Our top tip on how gold behaves is this: It doesn’t. People do the behaving, and they are appallingly unreliable. Use bonds as a stock market hedge. If they don’t work, fall back to patience. For inflation protection, think of assets that are a better match than gold for the goods and services that you buy every week. A diversified commodities fund has precious metals but also industrial ones, along with energy and grains. Treasury inflation-protected securities are explicitly linked to the consumer price index, which measures inflation for a theoretical individual whose buying patterns differ from your own, but are close enough.
Own a house. Stick with a workaday, reliable car. Yes, cars deteriorate. But so does nearly everything on a long enough timeline.

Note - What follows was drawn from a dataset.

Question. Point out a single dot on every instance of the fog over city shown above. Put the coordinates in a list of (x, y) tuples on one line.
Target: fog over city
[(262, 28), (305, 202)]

Rely mostly on stocks, which represent businesses, which wouldn’t endure if they couldn’t turn raw inputs like commodities into something more profitable. There’s even a miner, Newmont, in the S&P 500.
Speaking of which, UBS’ Major recently upgraded both Canada’s Barrick and Denver-based Newmont from Neutral to Buy. “Both very much fall into that category of having a challenging recent track record,” he says. Newmont has lost 20% over the past three years while gold has gained 76%, which Major blames on difficult acquisitions and earnings shortfalls. Barrick, down 8%, has been in a dispute with Mali since 2023, when its government instituted a new mining code that gives it a greater share of profits. In recent days, authorities have shut the company’s offices in the capital city of Bamako over alleged nonpayment of taxes.
These are the sort of headaches that Krugerrands in a safe don’t produce. But Major calls expectations “adequately reset,” free cash flow attractive, and guidance achievable. Newmont, at 13 times next year’s earnings consensus, is selling assets, and Barrick, at 10 times, has healthy production growth.
Major also likes London-based, Toronto-listed Endeavour Mining , up 40% over the past three years and trading at nine times earnings, although he says it has “higher jurisdictional risk.” It is focused on West Africa, especially Burkina Faso, which had a coup d’état in 2022. You’d think the stock would be doing worse amid such political upheaval. Then again, Burkina Faso since 1966 has had eight coups, five coup attempts, and one street ousting of a president who tried to change the constitution to remain in power. That works out to an uprising every four years, on average.
Montezuma’s scatological name for gold might have been prescient, considering the sometimes-odious consequences for small countries that find it.